Mapping Manuscript Migrations: Digging into data for the history and provenance of pre-modern European manuscripts

Lead Research Organisation: University of Oxford
Department Name: Engineering Science

Abstract

Hundreds of thousands of European pre-modern manuscripts have survived until the present day. As the result of changes in their ownership over the centuries, they are now spread all over the world. Collectively they constitute a great cultural and scholarly treasure. There are many sources of data relating to them, and new sources continue to proliferate in the digital environment. This project will link disparate datasets from Europe and North America to provide an international view of the history and provenance of these manuscripts. The aggregated data will enable researchers to analyse and visualize these topics at scales ranging from individual manuscripts to thousands of manuscripts. We will be able to show how these manuscripts have travelled across time and space to their current locations, where they continue to find new audiences.

The project will also be of particular relevance and value to libraries and other collecting institutions. The results of its analyses will situate their manuscript collections in the broader historical context of patterns and trends in collecting, while its methodology and its body of data will provide a very important resource for further aggregation and exploration in the future. The data linkage techniques and visualization methodologies deployed by the project will be of wider applicability to all kinds of cultural heritage objects and collections as well as manuscripts.

Planned Impact

The target audiences for the work of the Project are: manuscript researchers, collection and data custodians in libraries and museums, the digital humanities community, and the Linked Data community. The benefits to these groups will include: integrated and sophisticated access to data about manuscripts, with the potential to carry out their own research; new large-scale analyses and visualizations of manuscript histories; and a working environment for Linked Data in medieval and Renaissance studies, which can be built on in the future. Manuscript researchers and data custodians will be able to use the visualizations as the basis for outreach and dissemination of their work and information about their collections to a wider community audience.

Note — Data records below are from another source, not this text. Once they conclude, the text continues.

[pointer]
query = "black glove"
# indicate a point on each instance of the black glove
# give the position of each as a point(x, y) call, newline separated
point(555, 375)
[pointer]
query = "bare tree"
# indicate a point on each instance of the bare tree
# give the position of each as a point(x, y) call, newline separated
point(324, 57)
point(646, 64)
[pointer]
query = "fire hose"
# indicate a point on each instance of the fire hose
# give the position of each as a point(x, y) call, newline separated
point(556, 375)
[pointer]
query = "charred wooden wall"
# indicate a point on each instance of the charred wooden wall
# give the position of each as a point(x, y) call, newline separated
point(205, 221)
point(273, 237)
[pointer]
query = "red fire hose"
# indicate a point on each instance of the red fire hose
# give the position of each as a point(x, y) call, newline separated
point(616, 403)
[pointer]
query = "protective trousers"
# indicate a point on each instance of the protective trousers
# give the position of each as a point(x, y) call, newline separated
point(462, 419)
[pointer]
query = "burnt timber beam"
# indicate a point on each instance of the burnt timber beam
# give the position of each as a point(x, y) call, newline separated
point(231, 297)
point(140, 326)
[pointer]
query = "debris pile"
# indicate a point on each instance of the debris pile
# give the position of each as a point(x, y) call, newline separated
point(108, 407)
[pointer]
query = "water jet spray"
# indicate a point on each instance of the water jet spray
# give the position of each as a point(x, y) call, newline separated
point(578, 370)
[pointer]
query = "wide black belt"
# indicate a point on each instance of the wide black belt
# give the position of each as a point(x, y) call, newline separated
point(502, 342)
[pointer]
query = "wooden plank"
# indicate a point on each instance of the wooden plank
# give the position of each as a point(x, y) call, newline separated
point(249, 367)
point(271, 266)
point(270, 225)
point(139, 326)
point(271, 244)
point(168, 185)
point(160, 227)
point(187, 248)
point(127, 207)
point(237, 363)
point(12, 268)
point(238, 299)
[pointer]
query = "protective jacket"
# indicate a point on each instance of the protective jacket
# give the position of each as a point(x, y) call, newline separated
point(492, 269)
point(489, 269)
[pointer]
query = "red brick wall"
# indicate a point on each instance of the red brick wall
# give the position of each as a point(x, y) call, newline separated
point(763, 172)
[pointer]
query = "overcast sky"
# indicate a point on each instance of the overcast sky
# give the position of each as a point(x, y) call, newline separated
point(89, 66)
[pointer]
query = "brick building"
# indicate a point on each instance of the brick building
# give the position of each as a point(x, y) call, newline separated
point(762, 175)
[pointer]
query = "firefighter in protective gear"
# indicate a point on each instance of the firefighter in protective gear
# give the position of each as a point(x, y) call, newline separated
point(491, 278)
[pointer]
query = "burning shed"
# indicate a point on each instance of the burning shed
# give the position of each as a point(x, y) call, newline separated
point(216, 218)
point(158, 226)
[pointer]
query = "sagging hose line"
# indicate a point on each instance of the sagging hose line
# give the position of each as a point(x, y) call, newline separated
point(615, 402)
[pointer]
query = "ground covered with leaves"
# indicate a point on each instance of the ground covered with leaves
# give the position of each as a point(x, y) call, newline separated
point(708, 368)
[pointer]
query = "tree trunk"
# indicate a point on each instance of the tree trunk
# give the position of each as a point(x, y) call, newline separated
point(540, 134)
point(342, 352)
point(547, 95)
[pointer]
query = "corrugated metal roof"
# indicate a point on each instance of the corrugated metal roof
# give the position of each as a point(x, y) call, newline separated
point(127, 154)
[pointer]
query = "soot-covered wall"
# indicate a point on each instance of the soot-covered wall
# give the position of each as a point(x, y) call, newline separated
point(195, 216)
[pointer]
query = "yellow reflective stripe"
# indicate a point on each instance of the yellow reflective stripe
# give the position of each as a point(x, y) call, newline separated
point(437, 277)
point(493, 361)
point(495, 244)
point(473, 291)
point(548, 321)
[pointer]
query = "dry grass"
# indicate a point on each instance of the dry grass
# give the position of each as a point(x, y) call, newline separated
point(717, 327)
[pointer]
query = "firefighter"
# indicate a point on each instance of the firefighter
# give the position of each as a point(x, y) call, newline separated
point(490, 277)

The Project will engage with these target audiences through the connections of the Project Team members and through the following communication channels. A detailed Outreach Plan will be developed in the first stage of the Project. The Project will establish its own Web site to report progress, discuss issues, and link to datasets and data products. The site will include a blog, to which all members of the Project Team will be able to contribute. The Project will also establish a Twitter account which will leverage the existing Twitter accounts of Project Team members for re-tweets and recruiting followers, as well as followers of @DiggingIntoData. Videos explaining the work of the Project will be posted to the Schoenberg Institute's YouTube channel.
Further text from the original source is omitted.